Systems Management

Project > Systems Management

Systems Management

The EuroEXA project delivered a range of systems management tools, touching every step of compute performance – from scheduling and file management to debugging and performance analysis.

We harnessed Proximity Optimised Scheduling to ensure jobs are scheduled on the closest possible nodes – driving both speed and energy efficiency. For similar reasons, we used BeeGFS to optimise the location of data storage across the system – reducing both the volume and the distance of data transmission.

For Hardware Management, we used the Linux Foundation-backed OpenBMC ported onto an UltraZed FPGA board, giving us the tools to manage, monitor and drive proactive maintenance.

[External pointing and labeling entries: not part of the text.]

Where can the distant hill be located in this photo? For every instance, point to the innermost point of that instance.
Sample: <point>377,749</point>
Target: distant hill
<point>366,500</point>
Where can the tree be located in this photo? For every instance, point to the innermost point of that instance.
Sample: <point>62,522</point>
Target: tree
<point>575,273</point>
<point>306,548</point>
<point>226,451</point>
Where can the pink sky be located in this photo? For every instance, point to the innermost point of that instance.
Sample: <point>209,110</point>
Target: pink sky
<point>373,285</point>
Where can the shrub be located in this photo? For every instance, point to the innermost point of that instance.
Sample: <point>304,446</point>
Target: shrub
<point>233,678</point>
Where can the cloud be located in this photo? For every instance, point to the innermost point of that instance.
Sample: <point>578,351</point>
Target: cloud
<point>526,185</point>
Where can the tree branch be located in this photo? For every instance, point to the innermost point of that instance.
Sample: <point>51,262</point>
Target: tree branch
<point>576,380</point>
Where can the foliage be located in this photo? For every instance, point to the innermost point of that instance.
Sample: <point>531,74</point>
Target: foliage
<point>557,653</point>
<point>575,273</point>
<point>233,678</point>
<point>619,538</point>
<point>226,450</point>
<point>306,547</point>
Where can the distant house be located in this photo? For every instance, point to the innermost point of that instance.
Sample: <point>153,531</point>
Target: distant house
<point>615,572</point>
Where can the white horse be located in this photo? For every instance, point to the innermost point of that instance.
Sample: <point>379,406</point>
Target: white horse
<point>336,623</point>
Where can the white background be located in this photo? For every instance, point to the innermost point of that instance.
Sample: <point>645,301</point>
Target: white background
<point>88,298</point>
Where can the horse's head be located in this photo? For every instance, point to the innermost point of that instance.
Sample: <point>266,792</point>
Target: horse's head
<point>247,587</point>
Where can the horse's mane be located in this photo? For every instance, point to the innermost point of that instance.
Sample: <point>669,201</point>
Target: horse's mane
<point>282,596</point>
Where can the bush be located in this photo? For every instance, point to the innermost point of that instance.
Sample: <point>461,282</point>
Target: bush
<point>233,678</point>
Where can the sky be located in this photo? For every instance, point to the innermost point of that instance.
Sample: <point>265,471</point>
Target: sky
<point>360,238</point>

Finally, we have implemented a graphical performance analysis toolkit called Aftermath, together with a debugging and profiling toolkit from Arm – both of which offer the chance to identify further optimisation opportunities and improvements in our programming approaches.

Proximity Optimised Scheduling

The EuroEXA prototype employed Slurm, an open-source cluster management and job scheduling tool widely used in HPC systems. Slurm’s functionality is extended along two directions – memory utilisation and resource allocation.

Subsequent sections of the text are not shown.